The right sourcing decisions can help you manage the downturn
iProCon Ltd. - Friday, December 12, 2008
The current economic downturn puts Outsourcing high on the agenda for organisations seeking cost savings. There are however many traps associated with hasty sourcing decisions. Here are a few tips:
- If you are desperate for better cash flow in the short term, many outsourcing initiatives may be counterproductive because the transformation project requires an upfront investment and savings take time to accrue (e.g. due to notice periods and severance payments). Therefore, you need a conscious decision on whether cash or profit is the most important KPI and align your strategy accordingly. For example, there are some cash rich providers who will not charge for their project cost in the transition period, instead spreading these costs over the contract period.
- Savings are often based on a Full Time Equivalent (FTE) number. Consider if saving 10 FTE is made from outsourcing 50% of the tasks of 20 people, roles may need to be redefined and broader skill profiles gained before actually cutting headcount. This must be planned for early on, otherwise people tend to stick around and find something to fill the other 50% of their time, usually a non value adding task.
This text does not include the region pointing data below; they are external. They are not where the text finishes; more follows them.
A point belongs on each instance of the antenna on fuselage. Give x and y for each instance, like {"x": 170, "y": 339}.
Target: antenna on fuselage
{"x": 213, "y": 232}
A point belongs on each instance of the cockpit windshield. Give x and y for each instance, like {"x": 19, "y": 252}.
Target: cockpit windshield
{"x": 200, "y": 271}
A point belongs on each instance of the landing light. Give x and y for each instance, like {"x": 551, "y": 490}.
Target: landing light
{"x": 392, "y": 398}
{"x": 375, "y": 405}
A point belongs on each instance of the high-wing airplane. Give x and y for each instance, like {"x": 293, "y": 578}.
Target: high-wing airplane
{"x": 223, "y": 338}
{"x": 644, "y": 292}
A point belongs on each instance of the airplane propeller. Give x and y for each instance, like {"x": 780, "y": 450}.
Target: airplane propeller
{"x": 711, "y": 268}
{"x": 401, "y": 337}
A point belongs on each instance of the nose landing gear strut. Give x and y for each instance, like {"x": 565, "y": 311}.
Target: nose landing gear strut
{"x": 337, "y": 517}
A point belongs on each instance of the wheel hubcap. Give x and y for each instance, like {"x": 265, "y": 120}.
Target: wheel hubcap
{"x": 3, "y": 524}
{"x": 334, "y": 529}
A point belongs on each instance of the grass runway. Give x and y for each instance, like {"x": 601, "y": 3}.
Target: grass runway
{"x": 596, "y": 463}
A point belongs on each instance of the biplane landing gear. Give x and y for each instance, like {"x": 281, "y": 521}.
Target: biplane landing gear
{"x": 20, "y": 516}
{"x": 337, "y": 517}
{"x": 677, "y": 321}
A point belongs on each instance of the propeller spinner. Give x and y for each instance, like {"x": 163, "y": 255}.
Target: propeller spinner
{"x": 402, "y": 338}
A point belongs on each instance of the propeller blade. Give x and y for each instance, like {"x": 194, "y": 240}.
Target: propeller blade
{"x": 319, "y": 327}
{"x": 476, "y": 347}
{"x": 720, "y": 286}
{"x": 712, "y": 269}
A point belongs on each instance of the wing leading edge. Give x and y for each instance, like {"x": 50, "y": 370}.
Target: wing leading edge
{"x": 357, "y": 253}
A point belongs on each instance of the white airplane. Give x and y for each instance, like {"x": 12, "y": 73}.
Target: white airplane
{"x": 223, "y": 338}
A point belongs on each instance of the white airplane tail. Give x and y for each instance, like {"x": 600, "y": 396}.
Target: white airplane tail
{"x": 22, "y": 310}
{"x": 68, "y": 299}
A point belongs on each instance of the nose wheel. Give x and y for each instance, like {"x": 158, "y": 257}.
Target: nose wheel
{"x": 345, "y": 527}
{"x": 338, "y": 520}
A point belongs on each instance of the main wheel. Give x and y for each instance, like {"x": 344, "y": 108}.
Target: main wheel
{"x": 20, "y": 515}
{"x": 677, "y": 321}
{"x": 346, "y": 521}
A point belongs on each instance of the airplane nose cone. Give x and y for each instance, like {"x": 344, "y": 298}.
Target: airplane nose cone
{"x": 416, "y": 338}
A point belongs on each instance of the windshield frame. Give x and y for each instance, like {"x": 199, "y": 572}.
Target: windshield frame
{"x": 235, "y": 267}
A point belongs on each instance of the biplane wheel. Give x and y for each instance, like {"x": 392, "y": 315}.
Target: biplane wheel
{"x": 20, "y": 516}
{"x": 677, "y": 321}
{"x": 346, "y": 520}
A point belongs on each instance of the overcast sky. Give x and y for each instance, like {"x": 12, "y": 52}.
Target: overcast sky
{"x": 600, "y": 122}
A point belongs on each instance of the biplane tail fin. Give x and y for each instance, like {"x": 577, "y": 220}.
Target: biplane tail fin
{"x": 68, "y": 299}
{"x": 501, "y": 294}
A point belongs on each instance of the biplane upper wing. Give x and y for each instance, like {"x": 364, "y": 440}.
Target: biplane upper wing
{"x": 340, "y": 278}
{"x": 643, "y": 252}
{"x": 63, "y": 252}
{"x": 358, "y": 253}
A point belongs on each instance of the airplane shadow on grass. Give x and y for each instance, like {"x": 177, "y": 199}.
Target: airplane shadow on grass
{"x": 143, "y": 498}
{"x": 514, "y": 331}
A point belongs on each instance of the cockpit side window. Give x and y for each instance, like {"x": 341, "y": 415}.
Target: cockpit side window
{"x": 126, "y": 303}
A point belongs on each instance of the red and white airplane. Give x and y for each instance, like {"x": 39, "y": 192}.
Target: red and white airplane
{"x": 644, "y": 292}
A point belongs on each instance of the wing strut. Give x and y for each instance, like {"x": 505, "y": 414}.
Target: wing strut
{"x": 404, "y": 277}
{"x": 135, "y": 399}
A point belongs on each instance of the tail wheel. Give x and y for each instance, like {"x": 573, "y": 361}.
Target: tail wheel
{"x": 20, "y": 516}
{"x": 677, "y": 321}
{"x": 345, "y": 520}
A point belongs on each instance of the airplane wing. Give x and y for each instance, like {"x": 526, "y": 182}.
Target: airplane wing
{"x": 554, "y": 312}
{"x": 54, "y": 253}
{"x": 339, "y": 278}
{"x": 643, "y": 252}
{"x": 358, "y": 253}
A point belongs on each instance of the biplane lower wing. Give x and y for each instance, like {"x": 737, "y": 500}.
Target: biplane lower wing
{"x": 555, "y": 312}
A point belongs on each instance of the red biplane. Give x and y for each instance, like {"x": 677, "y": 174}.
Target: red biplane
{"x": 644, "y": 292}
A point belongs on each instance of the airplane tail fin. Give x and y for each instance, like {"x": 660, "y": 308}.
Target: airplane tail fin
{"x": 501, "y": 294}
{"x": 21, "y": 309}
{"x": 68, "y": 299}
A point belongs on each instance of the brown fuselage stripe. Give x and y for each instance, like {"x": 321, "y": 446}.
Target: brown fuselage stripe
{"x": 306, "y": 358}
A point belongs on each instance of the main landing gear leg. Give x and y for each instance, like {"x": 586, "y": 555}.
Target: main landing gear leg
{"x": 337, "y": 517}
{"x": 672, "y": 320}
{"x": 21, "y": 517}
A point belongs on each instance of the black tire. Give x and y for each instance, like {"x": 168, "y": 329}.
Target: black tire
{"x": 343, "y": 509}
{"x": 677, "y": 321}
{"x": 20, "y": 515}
- The decision is not just between outsourcing or not outsourcing a process. There’s a whole sourcing continuum starting with core staff to temps, agency staff, contractors, consultants, outsourcing and “crowdsourcing”. To make the right choice in this continuum you need to consider various criteria such as the nature of the task, importance to core processes, the capabilities of your organisation and prospective providers, the economic context, and many more.
- When offshoring, be aware that any cost savings could be eroded quite quickly through changes in exchange rates.